“It would take more than my tooting to disturb their innocent slumbers, the little dears,” the answer came.
Nan watched the boat disappearing into the dimness of the night, but heard the dipping of paddles and the tinkle of laughter after the canoe was lost to view. So did her hero pass out of her sight as dramatically as he had entered, and so was Nan’s first romance ended.
She stole back to her tent, chilled by the cool night air, and crept shiveringly under the covers. Once in a while a tear would steal from under her closed lids to fall upon her pillow as she lay with hands tightly locked over her throbbing heart. Who drives a sun chariot falls far, and Nan was bruised and hurt after her wild plunge from heaven to earth.
She was pale and wide-eyed the next morning when she took her note and gifts to show her mother. “My blessed lamb,” murmured Mrs. Corner folding her arms around the girl.
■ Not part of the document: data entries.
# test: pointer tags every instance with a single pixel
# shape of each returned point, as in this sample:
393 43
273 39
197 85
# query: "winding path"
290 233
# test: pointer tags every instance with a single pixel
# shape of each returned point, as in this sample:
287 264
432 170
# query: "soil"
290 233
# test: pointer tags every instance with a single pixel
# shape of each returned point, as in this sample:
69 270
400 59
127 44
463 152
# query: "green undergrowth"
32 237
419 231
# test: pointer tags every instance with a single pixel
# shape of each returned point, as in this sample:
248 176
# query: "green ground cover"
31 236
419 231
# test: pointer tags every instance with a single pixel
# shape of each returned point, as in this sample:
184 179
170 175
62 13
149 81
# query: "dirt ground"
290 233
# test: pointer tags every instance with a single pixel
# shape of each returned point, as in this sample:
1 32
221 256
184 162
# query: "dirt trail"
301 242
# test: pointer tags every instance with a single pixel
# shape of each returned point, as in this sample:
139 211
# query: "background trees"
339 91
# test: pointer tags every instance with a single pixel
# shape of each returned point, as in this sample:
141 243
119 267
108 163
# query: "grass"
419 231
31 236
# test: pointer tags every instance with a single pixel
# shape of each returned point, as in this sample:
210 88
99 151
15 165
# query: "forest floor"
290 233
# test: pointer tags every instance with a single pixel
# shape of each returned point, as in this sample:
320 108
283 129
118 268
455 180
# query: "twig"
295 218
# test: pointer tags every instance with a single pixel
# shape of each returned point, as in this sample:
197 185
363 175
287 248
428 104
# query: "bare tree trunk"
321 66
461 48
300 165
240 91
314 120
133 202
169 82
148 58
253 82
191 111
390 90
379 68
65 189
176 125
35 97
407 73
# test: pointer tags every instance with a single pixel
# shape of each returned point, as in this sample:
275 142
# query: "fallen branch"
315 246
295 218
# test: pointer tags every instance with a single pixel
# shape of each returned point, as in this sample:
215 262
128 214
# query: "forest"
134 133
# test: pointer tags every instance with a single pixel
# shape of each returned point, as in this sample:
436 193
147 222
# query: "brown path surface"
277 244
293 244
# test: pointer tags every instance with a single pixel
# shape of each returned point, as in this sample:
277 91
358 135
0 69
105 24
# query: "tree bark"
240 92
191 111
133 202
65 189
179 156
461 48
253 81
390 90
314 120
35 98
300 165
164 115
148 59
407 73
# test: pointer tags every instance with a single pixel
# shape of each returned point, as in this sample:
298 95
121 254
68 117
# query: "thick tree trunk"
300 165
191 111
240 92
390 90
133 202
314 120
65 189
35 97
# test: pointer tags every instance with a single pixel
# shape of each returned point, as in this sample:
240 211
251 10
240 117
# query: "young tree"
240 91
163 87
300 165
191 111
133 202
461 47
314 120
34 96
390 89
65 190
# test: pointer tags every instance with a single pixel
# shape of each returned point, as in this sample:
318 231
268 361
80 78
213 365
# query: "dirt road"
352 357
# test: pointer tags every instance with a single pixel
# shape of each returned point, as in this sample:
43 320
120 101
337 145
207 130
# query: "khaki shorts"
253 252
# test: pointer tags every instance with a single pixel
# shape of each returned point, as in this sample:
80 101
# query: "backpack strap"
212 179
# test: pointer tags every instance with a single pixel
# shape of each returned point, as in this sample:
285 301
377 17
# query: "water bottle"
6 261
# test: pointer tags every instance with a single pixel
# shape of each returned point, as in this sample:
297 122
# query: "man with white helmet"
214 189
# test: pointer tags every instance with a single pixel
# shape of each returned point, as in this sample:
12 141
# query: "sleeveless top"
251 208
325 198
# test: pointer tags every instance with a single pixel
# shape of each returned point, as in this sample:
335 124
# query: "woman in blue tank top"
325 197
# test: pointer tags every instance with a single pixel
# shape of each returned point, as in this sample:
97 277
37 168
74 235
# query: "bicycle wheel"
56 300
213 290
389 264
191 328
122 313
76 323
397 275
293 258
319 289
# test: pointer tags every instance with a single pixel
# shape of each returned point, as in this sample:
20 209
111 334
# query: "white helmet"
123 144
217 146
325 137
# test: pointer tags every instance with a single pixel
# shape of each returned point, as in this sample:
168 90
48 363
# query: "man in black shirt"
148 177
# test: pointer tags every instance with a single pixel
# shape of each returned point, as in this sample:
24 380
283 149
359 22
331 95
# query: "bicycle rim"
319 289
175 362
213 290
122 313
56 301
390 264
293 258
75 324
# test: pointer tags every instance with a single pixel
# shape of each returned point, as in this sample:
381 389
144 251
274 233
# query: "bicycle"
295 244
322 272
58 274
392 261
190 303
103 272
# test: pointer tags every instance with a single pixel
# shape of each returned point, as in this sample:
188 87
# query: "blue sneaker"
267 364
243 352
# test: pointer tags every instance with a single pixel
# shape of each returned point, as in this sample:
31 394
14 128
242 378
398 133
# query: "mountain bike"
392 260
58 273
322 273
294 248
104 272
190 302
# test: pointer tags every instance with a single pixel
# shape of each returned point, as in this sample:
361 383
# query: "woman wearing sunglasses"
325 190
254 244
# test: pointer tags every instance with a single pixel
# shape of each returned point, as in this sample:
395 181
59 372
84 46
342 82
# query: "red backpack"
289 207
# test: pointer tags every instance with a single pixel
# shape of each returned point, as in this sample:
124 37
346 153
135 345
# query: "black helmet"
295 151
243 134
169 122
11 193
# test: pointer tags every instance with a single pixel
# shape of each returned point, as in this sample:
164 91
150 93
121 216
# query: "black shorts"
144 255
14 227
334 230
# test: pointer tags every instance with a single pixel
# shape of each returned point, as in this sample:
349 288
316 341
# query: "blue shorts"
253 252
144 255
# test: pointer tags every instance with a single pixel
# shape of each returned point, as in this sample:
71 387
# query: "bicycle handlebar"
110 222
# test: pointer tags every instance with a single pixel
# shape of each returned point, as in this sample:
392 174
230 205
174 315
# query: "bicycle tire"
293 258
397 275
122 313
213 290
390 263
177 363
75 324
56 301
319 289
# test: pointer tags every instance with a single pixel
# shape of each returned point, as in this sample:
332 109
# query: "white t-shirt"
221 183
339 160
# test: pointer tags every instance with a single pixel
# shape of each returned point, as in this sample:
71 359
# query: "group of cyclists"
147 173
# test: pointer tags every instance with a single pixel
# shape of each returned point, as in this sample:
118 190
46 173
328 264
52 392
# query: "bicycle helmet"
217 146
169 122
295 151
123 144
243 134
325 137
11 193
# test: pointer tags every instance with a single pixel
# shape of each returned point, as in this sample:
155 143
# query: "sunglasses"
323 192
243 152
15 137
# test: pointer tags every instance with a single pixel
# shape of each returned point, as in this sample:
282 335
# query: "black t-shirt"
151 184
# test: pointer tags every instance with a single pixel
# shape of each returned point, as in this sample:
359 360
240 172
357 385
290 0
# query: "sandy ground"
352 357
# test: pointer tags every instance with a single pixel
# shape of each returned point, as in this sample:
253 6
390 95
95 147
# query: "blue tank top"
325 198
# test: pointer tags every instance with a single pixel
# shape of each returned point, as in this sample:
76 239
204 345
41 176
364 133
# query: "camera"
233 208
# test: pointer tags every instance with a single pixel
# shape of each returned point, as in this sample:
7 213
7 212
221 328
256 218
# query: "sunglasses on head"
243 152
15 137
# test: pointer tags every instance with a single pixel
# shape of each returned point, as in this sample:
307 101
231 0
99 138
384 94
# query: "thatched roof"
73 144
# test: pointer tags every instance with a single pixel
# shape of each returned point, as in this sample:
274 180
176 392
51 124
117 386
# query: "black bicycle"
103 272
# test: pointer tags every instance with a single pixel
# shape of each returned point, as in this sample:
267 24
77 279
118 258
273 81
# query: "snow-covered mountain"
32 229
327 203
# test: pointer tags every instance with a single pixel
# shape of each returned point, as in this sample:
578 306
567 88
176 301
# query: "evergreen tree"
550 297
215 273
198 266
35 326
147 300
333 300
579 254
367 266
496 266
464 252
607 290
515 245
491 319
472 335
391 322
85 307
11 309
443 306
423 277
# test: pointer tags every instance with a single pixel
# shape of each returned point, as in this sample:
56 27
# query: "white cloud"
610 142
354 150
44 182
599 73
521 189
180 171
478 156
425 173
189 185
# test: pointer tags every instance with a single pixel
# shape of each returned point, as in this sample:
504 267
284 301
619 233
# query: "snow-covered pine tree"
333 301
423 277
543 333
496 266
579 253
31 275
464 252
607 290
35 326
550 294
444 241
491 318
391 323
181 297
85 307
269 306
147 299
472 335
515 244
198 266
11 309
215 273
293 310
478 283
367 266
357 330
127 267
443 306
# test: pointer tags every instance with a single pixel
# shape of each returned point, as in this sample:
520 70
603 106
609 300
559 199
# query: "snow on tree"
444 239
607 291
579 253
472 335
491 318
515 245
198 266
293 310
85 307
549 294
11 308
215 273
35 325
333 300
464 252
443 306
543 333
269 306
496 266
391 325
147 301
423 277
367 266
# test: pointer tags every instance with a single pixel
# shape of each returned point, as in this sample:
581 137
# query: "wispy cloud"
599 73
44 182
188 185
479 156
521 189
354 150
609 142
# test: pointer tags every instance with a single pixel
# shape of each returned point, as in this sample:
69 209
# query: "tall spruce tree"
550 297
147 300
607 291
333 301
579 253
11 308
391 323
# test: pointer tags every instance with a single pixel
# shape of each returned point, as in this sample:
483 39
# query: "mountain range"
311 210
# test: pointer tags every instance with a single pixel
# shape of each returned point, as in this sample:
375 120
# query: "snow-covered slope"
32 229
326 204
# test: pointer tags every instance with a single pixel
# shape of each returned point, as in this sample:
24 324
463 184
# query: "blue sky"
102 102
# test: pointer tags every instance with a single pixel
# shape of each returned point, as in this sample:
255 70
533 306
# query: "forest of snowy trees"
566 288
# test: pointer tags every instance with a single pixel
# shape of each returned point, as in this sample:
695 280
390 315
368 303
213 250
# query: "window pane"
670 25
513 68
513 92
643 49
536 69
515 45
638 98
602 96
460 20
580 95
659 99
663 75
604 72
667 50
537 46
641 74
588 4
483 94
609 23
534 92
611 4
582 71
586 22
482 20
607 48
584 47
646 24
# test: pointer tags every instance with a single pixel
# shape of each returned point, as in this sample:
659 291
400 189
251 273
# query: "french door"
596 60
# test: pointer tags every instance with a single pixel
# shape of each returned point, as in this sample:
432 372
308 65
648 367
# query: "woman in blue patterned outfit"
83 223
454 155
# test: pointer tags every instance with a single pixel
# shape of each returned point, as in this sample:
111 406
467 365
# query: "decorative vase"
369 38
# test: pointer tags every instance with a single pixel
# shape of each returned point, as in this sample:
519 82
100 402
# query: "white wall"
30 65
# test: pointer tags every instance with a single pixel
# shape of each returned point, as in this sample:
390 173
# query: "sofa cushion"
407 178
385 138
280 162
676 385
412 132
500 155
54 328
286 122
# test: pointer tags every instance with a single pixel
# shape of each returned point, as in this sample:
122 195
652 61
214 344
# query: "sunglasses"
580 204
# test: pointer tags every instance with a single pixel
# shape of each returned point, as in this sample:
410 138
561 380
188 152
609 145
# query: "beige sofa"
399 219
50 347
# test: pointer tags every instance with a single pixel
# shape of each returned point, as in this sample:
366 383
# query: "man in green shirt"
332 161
Nan dropped her head on her mother’s shoulder. “I heard all you and Aunt Helen and Dr. Paul were saying out there on the porch the other day,” she confessed. “I was in the tent dressing, and I could not come out, and I heard. I wanted to tell you before, but I couldn’t.”
“Dearest daughter, I understand.”
“I know you do, but oh, mother, it hurts, oh, it hurts.”
“My precious child, I know, I know.” Her mother held her close, her cheek against the girl’s bowed head.
Nan was very still for a few minutes, then she said hesitatingly, “Did you feel so when you woke up from your dream about the young clergyman? What woke you, mother?”
She did not see the smile which came over her mother’s face at the recollection of her disillusionment. “I saw him eating roast goose and onions, with the perspiration standing out upon his forehead. It was at a church supper, and I heard him say, ‘If the quail which fed the children of Israel were anything like this roast goose I don’t wonder they sighed for the flesh-pots of Egypt.’ I watched him consume two mighty plates of the supper, smack his greasy lips, and pick his teeth with such an expression of carnal delight as completely disenchanted me, and I realized that the saintly priest in white robes was not the every-day man eating a good dinner.”